You should definitely read Carrie Grover's account of the vital importance of singing in rural Nova Scotia in the early 20th century. I'll send it (it's a bit long to past here) if you tell me whether your gmail address or the eirecom on is the best to use.

And here's more. Frank and Anne Warner were very keen to note down singers' comments, and I recommend their book 'Traditional American Folk Songs' if you can find it anywhere. Some of the best stuff is from Frank Proffitt. Here he is talking about 'Bolamkin' (aka Long Lankin):

"I want to say that I never gave much thought to Bo Lamkin's feelings until I too got to building. It seems he got angry because 'pay he got none'. I have had a occasion or two of this kind, not much I am glad to say. I don't claim that I had murderous intent, but how I would have liked to take a big stone hammer and undone the work that pay I got none for. Old Bo, if he had only done this to his work would have had my admiration very much. Perhaps we would not have heard of him, then, which perhaps would have been just as well. I like to think of just where the place is now where he built the fine castle. For I believe it really happened as all the old ballad things. The older folks wanted a fact, then they went all out in building a legend around it, but never to destroy the fact that planted the seed. They kept it intact and thank God for it."

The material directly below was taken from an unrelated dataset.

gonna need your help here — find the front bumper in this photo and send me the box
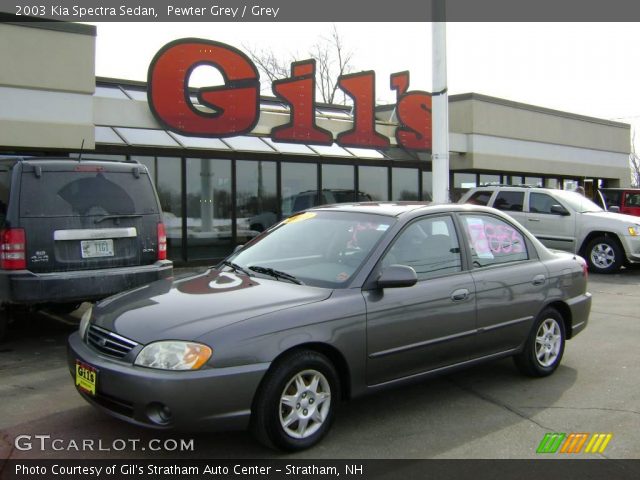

Proffitt's backstory to 'Love Henry' (which he called 'Song of a Lost Hunter') is really quite strange. He says he's used some phrases of his own (oral process at work!), but the interesting thing is that there's an even more horrible story sitting behind his ballad:

"I wonder if this should be a ballad that would be known anywhere. In trying to recall the way the song went, it is possible I use a rhyming word of my own here and there. It was sung to me at an early age. As with many other ballads, a tale went with it, but only as I grew up I learned the tale, which gave me more insight into its meaning. It seems the hunter, Heneree, was lost, and he come upon this evil woman's castle. She had had the paths filled up to make young hunters lose their way except for the path leading to her lands. She was not a beauty - therefore her demands for bed sharing. As I remember, she had a hole dug where each time she would dispose of her unwilling lovers. However gruesome it may sound, she took Heneree to her bed to make love after stabbing him. This part may have been in the song too, but it was not of the kind to be sung to me in my early years. Only in the tale did these facts come out. I seem to remember there was a part of the song where she too was put in the deep hole, but this part I do not have words for."